What do you do when she scratches? Do you let her get away with it? Wait til she's done scratching? Repeat the command?
When he was younger, Camper used to try this. (sigh..Camper...the master manipulator...) He also has massive allergies and what started out as legitimate scratching, he soon learned he could use to delay doing what he didn't want to do.
What we found was that for most commands we just had to say Sit. (he starts to scratch) NO (firm 'no.' Not yelling. But very firm, like "I know what you're up to." If he was on a leash, I would give a light leash correction as well. ). Then if he didn't sit immediately, I repeated Sit again. He always sat. "Good sit." So basically, I was retraining him how to sit the first time every time.
Sometimes, on "Come" he'd try the scratching or as Chris points out, the yawning thing (like all of a sudden, he's so exhausted? Please!) We started to use a long line in the yard at all times.
Then we did the same thing as we did for the sit. "Come" (yawn or scratch). "No" (jerk the line a little as a correction). Repeat 'Come' only if necessary (most of the time, he didn't forget what we wanted him to do, as as soon as we said,"no," he came on his own). As he started trotting toward us. "Good come!"

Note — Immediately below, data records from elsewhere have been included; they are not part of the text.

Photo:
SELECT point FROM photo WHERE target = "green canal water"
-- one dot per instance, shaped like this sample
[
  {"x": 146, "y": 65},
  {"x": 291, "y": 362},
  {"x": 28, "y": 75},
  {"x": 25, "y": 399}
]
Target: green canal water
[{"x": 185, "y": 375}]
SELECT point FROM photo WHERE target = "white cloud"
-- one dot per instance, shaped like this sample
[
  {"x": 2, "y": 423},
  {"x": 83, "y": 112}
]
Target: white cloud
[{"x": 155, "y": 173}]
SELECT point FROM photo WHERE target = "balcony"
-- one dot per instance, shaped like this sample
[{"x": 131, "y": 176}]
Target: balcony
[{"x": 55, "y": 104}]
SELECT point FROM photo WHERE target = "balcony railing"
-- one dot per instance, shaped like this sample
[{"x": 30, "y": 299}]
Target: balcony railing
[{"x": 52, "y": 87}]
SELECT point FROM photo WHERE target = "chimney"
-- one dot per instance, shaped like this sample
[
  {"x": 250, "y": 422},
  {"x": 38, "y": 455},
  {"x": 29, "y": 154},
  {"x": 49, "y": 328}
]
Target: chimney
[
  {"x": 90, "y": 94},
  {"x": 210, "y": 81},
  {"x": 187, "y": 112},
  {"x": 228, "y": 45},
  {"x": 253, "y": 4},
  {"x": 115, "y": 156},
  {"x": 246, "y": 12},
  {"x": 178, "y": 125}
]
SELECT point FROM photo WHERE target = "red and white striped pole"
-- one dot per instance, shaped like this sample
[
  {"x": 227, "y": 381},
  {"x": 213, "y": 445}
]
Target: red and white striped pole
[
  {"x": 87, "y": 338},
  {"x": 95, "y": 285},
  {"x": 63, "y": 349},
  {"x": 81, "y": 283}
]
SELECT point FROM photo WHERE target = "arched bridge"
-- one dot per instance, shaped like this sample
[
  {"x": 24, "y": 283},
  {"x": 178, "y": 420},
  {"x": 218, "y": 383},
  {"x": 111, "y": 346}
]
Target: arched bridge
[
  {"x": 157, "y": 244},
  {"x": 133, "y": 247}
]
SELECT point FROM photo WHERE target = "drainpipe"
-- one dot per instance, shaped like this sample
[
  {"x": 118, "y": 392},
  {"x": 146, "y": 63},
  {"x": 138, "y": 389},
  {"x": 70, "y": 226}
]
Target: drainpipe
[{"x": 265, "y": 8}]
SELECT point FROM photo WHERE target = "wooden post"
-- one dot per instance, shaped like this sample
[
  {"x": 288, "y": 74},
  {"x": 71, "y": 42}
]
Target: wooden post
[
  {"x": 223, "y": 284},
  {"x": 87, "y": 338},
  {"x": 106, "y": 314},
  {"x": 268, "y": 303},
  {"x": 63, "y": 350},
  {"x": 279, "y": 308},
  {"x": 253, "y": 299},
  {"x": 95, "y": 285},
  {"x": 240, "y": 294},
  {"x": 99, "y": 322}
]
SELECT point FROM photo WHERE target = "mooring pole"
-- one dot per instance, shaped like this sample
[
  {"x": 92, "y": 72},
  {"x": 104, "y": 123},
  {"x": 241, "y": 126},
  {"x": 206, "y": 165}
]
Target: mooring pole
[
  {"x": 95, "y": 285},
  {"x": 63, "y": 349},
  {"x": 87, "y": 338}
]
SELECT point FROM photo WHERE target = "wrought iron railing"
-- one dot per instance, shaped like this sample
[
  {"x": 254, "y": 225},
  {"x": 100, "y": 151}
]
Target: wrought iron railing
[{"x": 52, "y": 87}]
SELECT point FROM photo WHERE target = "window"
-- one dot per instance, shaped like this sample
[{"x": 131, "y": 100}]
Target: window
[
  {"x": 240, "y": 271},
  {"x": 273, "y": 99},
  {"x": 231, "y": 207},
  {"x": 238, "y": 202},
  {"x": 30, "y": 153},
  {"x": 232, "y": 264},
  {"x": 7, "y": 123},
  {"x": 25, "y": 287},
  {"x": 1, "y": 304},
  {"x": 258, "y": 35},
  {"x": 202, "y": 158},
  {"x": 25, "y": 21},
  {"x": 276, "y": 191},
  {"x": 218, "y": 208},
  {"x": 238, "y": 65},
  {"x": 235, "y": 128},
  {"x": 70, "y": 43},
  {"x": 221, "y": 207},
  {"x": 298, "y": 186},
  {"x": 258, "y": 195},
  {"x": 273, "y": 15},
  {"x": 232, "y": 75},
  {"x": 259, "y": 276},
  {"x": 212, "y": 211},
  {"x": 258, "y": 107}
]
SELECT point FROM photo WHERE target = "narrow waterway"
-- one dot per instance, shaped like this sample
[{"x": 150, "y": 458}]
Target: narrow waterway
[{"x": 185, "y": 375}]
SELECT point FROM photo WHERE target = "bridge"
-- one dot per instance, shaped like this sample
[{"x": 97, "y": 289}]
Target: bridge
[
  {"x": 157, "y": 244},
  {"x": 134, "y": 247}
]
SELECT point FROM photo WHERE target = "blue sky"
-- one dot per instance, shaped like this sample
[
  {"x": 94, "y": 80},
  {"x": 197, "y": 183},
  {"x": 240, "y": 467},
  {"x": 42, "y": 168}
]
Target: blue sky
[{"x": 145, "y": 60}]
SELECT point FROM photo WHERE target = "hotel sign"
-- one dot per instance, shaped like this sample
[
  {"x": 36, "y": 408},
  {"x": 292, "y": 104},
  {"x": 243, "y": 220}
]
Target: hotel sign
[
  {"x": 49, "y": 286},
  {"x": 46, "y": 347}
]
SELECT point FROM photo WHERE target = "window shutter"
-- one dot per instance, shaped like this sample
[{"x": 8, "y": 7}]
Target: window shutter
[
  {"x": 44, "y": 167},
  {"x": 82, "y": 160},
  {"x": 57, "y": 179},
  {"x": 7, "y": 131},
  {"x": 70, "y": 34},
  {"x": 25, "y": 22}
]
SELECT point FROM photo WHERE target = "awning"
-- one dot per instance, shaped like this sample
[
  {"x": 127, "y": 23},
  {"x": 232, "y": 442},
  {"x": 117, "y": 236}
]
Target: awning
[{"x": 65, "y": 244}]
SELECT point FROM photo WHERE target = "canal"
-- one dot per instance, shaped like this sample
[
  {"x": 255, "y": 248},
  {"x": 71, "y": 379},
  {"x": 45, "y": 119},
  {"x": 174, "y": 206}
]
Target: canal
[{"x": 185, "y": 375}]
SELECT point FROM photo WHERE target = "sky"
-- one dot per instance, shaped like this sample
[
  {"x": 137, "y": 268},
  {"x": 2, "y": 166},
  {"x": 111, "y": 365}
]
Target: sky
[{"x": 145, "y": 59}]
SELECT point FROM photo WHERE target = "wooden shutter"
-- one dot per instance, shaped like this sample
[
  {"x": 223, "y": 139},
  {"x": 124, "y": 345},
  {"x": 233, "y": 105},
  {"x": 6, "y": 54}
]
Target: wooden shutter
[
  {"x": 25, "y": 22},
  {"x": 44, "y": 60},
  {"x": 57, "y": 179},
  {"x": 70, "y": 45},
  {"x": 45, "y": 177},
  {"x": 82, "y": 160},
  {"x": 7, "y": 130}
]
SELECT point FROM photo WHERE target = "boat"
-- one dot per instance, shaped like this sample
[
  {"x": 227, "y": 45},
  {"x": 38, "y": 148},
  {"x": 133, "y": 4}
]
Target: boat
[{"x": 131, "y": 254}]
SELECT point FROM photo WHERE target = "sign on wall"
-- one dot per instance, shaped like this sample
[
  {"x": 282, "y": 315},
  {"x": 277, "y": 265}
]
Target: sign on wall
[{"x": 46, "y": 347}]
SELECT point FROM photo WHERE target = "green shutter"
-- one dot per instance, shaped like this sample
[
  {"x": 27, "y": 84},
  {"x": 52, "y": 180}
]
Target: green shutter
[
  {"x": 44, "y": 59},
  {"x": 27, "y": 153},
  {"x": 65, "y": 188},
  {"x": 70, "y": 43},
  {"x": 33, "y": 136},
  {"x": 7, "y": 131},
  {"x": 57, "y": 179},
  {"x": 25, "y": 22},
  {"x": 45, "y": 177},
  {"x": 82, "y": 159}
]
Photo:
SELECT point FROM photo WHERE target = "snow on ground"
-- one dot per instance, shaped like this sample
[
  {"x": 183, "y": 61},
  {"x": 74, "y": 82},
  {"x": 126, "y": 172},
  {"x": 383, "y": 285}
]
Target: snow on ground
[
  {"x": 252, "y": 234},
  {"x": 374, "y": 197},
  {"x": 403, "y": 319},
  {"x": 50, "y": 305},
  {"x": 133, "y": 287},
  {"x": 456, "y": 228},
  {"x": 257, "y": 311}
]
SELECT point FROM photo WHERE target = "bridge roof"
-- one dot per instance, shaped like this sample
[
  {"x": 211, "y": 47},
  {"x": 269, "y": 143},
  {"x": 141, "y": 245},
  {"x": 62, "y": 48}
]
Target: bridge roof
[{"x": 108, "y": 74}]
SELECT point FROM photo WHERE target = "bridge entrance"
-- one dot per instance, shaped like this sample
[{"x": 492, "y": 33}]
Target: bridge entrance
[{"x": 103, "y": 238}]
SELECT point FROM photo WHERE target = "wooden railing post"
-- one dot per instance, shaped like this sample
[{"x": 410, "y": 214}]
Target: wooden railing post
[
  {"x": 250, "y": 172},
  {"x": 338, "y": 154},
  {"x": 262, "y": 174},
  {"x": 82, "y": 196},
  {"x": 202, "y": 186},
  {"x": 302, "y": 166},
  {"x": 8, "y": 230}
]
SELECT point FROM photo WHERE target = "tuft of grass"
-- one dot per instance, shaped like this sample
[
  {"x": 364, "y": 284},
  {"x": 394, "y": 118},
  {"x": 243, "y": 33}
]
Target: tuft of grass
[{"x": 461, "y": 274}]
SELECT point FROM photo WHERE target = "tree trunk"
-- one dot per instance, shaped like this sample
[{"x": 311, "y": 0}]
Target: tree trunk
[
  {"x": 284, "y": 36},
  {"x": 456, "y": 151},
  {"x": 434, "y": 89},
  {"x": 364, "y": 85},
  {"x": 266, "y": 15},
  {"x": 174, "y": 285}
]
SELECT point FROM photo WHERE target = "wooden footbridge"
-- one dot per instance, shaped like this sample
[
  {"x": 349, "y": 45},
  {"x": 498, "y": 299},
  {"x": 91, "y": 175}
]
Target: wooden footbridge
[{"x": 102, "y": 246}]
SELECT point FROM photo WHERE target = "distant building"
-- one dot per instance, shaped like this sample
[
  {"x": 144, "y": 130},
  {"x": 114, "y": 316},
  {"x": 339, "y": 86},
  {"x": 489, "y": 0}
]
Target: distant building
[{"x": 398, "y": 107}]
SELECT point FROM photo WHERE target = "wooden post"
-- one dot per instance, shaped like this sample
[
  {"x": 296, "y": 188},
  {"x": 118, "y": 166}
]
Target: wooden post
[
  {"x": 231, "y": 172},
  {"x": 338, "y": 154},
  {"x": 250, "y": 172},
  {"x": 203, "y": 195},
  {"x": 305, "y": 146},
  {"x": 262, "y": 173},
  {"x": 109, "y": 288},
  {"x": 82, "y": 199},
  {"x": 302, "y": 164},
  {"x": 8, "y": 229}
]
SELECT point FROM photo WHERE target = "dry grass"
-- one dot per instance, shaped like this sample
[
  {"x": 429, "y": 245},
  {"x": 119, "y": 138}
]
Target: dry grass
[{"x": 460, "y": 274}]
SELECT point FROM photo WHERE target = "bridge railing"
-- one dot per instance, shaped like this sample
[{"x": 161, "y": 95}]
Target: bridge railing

While we didn't start using treats on simple command like sit, down, come again, we did start to ramp up the amount of praise we gave him. I've learned that when dogs start getting non-compliant on commands they should know really well, a lot of time it's because we don't really acknowledge that they've done anything special. (When I ran this theory by my trainer, she absolutely agreed.)
It took us about 2 months to get this avoidant (scratching, yawning) behavior extinguished. Every once in a while, he tries scratching. Or maybe he's really itchy? Our rule now it that it doesn't matter. You get a command, you do it. You can scratch once you're sitting, lying down, once you get here, etc. Not before.